(From Snapchat)

(From Snapchat)

Snapchat has no plans of slowing down for the holiday season.

The disappearing messaging app’s latest update is an expansion of its geofilters service, in which small pictures or words appear on top of users’ photos and videos. They are geography based, so downtown L.A.’s filter, for example, pops up when the user is there, but it isn’t accessible in Santa Monica.

These filters, and the locations that received tags, were solely designed by the app’s Venice team. But now Snapchat is letting users create their own.

Snapchat unveiled a community site where users can upload original images and choose where they want their created filters to be available. Filters as well as the app’s location services must be enabled in settings to access the new feature.

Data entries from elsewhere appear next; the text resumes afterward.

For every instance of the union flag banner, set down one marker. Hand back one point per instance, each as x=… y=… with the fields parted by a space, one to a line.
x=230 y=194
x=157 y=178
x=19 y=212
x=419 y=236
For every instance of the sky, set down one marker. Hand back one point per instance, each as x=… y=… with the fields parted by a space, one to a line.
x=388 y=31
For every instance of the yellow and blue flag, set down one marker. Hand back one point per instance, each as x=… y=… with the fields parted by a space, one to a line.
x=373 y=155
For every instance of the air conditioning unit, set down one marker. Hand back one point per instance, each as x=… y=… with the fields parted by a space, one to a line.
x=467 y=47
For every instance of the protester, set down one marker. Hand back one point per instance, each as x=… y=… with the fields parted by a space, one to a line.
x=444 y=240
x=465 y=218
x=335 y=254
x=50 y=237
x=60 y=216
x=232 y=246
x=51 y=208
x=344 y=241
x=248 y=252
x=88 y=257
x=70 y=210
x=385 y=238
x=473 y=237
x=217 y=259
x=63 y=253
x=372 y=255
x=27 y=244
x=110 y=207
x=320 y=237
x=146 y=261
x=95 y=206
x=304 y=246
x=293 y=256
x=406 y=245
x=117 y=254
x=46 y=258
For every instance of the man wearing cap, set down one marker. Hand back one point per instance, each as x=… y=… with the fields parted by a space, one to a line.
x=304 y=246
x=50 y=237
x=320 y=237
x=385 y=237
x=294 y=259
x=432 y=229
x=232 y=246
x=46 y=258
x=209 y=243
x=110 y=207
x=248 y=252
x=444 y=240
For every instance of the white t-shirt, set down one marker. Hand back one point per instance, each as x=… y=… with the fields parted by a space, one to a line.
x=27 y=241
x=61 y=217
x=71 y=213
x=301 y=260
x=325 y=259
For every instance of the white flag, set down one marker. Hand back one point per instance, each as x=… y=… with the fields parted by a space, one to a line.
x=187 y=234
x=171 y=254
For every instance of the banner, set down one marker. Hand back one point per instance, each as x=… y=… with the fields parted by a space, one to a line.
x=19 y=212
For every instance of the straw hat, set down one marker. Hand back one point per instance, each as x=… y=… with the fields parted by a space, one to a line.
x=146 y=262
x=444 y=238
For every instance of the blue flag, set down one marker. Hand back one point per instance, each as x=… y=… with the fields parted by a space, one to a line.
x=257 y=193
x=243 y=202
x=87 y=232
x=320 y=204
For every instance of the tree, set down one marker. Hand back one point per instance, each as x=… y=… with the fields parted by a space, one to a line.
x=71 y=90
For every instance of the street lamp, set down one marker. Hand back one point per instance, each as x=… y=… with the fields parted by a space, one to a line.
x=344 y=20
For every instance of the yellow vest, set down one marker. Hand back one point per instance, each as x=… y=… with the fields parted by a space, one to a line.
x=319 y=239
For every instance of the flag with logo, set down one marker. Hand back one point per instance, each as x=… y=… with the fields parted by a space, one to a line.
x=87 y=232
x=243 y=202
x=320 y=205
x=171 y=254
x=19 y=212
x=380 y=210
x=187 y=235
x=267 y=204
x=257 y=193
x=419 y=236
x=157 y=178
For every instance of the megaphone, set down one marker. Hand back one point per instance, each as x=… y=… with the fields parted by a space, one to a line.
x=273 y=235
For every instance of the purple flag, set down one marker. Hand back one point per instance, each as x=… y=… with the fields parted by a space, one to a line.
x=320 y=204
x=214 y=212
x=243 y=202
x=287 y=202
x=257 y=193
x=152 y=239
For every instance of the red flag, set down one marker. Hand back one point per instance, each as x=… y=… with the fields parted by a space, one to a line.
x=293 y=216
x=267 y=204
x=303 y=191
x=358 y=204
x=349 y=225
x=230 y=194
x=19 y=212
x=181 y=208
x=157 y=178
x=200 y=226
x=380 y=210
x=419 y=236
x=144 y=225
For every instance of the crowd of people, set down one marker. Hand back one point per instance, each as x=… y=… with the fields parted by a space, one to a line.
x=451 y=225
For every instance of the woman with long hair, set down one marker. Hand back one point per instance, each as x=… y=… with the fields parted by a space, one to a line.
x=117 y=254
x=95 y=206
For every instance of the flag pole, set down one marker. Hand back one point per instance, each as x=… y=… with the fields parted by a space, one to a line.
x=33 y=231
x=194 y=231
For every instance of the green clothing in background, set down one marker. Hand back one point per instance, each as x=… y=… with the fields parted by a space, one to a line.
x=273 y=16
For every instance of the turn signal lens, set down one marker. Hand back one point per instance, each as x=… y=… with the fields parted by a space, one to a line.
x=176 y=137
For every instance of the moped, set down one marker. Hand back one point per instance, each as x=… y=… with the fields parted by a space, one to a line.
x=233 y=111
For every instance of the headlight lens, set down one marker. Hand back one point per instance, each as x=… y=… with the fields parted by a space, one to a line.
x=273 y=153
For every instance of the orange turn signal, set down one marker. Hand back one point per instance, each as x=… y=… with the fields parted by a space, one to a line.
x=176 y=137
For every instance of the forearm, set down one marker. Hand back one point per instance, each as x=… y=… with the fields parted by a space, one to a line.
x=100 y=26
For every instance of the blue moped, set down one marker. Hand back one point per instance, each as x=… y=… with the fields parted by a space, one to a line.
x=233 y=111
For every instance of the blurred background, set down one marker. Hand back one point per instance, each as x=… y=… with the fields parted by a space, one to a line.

Once Snapchat approves the image, friends and other users can access the one-of-a-kind geofilter by swiping across the main interface.

“From coffee shops in Venice to coastal towns in Oslo, we hope you’ve enjoyed discovering each little piece of art!” Snapchat said on its blog. “Now it’s easy to draw a little piece of art and put it somewhere meaningful to you and your friends.”

When Snapchat first unveiled geofilters, it was easy to see how they could be monetized for brands. Macy’s sponsored a filter that was specially created for users attending its Thanksgiving parade in New York City.

Community filters now let local restaurants and other mom-and-pop shops self-advertise by creating special filters for their customers to use. But how that will translate into real dollars is unclear as the service is currently free to use.

Uncertain monetization models have been Snapchat’s M.O. since launching in 2011, and the latest update is just another piece of its revenue puzzle. The company released its first ads in October and launched mobile payments service Snapcash last month. Snapchat is said to be currently raising a massive funding round that would value the app at $10 billion.